The first famous embeddings with this trait are the word2vec embeddings for language. Not only was the closeness operation sensible ( "dog" is closer to "cat" than to "pickle"), but addition and subtraction worked: you could calculate "king" - "man" + "woman" and the result would be "queen"! This is not a small feat and was widely praised in the research community.

Multimodal Embeddings

We skipped over one part in explaining embeddings. How do you go from a word like "dog" to its embedding, which is a vector of numbers?

It turns out you do this using a function. In many cases the function is very complicated and cannot be written down in terms of symbols, but for the most part it is similar to something like f(x) = x^2, where x would be the word "dog" and f(x) would be the function that takes "dog" and gives the embedding vector.

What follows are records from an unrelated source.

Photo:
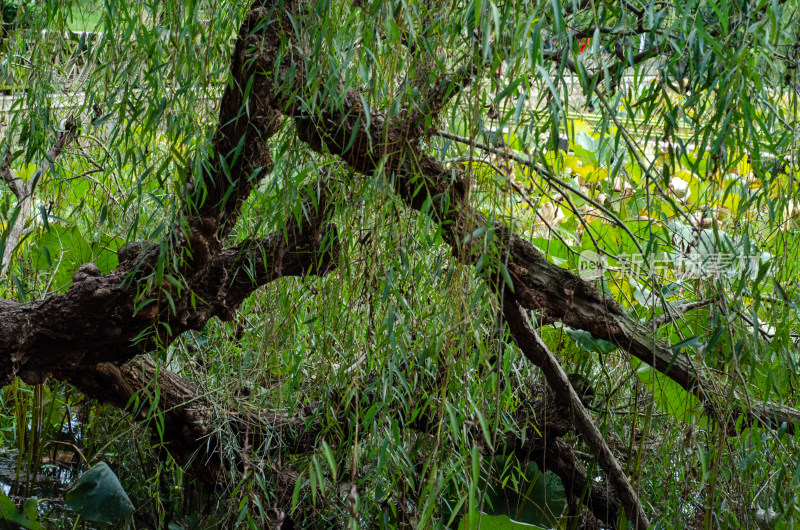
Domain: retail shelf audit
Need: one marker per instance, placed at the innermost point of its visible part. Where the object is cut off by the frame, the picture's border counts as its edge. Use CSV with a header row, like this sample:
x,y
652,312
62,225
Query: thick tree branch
x,y
102,318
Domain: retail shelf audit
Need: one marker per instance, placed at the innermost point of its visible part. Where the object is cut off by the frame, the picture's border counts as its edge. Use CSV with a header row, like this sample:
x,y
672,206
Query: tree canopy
x,y
361,263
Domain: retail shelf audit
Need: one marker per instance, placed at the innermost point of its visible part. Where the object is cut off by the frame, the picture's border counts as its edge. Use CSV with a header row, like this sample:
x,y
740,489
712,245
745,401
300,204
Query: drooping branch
x,y
100,316
190,424
131,310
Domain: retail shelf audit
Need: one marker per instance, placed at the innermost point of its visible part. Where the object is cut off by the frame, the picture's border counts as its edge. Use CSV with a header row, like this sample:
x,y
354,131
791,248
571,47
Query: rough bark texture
x,y
86,335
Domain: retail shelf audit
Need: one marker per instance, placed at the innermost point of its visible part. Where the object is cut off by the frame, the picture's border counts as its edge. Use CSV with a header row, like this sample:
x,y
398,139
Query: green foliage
x,y
13,517
399,354
97,495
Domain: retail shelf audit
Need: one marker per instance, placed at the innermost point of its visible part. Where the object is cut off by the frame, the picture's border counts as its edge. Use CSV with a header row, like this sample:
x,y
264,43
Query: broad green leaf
x,y
97,495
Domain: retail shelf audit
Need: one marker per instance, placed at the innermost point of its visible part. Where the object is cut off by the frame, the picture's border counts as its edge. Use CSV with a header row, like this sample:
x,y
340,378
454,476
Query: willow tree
x,y
532,236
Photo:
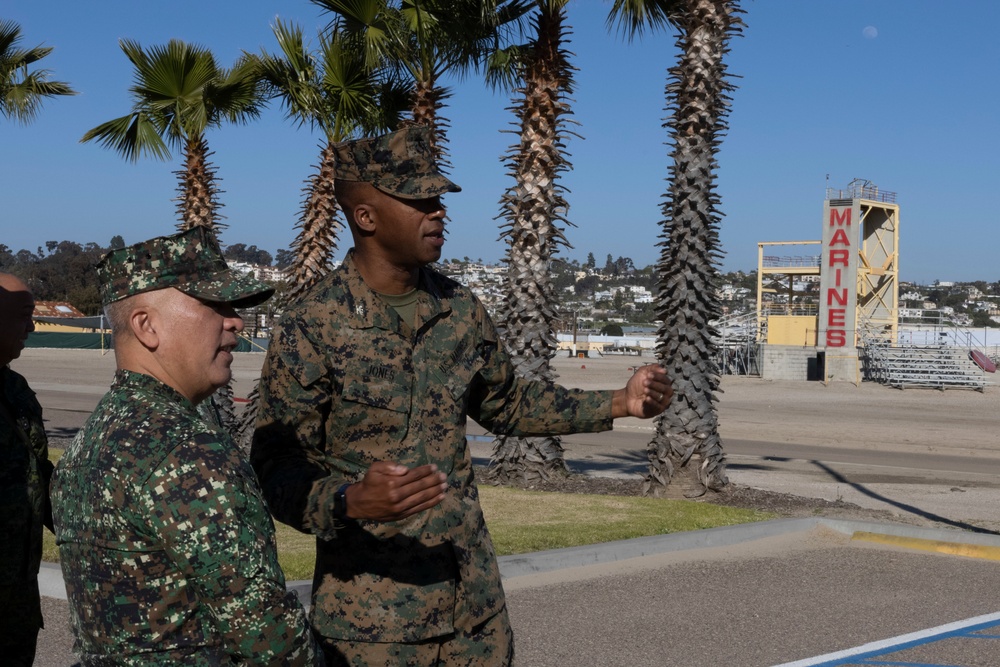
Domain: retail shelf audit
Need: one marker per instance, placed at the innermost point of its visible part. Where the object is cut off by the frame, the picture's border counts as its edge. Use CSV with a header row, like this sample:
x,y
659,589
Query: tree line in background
x,y
381,65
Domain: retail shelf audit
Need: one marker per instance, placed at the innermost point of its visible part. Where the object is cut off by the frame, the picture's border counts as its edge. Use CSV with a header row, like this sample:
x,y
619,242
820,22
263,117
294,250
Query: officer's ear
x,y
143,321
365,218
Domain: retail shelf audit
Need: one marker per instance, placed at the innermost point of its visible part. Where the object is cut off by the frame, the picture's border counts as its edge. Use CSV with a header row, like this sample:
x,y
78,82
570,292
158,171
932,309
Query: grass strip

Designing these functions for various modalities, or types of data, is one of the main pursuits of modern deep learning. You will often see new machine learning papers talk about learning "good representations"--what they mean when they say that is that they found a function f that yields good results f(x) for any input x.

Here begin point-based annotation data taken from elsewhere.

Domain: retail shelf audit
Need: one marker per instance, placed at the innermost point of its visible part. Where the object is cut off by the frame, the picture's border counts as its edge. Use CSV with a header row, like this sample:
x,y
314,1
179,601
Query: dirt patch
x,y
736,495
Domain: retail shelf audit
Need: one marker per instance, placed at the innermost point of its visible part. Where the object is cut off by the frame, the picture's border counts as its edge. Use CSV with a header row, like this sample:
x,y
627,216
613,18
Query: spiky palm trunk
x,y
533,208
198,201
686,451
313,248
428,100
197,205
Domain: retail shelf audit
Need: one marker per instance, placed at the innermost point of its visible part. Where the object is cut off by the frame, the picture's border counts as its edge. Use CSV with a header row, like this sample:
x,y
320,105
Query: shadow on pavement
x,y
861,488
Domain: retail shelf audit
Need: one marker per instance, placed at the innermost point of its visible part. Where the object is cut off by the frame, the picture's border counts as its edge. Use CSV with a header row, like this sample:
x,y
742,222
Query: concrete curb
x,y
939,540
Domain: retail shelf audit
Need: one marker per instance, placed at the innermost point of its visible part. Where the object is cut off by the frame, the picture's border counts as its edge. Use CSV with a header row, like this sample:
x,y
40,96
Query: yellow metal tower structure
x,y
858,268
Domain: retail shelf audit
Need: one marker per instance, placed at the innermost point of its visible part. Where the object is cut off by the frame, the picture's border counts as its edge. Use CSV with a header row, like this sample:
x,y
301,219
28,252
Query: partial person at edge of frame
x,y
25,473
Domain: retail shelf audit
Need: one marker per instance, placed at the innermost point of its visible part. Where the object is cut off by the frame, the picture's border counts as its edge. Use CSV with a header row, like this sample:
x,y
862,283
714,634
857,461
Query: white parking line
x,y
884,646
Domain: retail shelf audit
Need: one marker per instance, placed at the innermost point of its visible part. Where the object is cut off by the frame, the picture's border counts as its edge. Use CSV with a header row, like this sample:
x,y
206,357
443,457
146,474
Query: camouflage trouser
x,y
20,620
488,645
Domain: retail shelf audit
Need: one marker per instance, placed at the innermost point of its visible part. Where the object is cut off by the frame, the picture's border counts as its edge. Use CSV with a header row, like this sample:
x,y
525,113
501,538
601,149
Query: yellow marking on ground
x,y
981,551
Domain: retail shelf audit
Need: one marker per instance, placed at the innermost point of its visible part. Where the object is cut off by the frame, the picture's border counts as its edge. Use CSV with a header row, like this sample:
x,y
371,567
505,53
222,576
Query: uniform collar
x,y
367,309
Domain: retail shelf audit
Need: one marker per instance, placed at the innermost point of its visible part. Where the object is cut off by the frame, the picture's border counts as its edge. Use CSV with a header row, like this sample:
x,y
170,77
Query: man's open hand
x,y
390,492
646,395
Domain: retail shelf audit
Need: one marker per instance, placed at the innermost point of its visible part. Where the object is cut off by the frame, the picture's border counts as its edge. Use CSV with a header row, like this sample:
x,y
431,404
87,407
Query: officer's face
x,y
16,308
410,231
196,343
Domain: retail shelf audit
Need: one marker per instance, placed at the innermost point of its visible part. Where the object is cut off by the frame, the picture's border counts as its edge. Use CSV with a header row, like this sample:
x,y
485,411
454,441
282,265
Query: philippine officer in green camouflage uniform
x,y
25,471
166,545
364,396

My research area is a slight variation where you want to learn two functions, say f(x) and g(y), at the same time, so that they work well together. Specifically, f(x) could generate an embedding for an image x and g(y) could generate an embedding for a text y. By working well together, we mean that, for example, the output vector of f for an image of a dog would be close to the output vector of g for the word "dog."

Ultimately, my goal for my thesis is to have the ability to replicate the original results form Word2vec, but using both text and images interchangeably, so you could have something like:

"man" + 👑 = "king" = 🤴

Why do I (and why should you) care?

There are various potential applications and extensions of multimodal embeddings, but my interest mainly stems from the fact that I think multimodal embeddings, specifically those that allow semantic arithmetic in the representation space, are the future of sports analytics. I believe (and other reputable sources also believe) that separating individuals from context is the underlying purpose and goal of sports analytics (ESPN receiver analytics, for example). This is something that humans struggle with and is difficult even with computers. The reason we now have ChatGPT and other AI advances is largely because of the ability of Transformer-based models to understand language in context using really good language embeddings. My hope is that this can be replicated in other domains, and specifically in sports analytics.

I believe I am one of a handful of people in the world with a very specific combination of technical training (in both hard traditional CS, AI/ML, and math/statistics/data science) and knowledge of/passion for various sports. These two things are what I spend the majority of my time thinking about on a daily basis.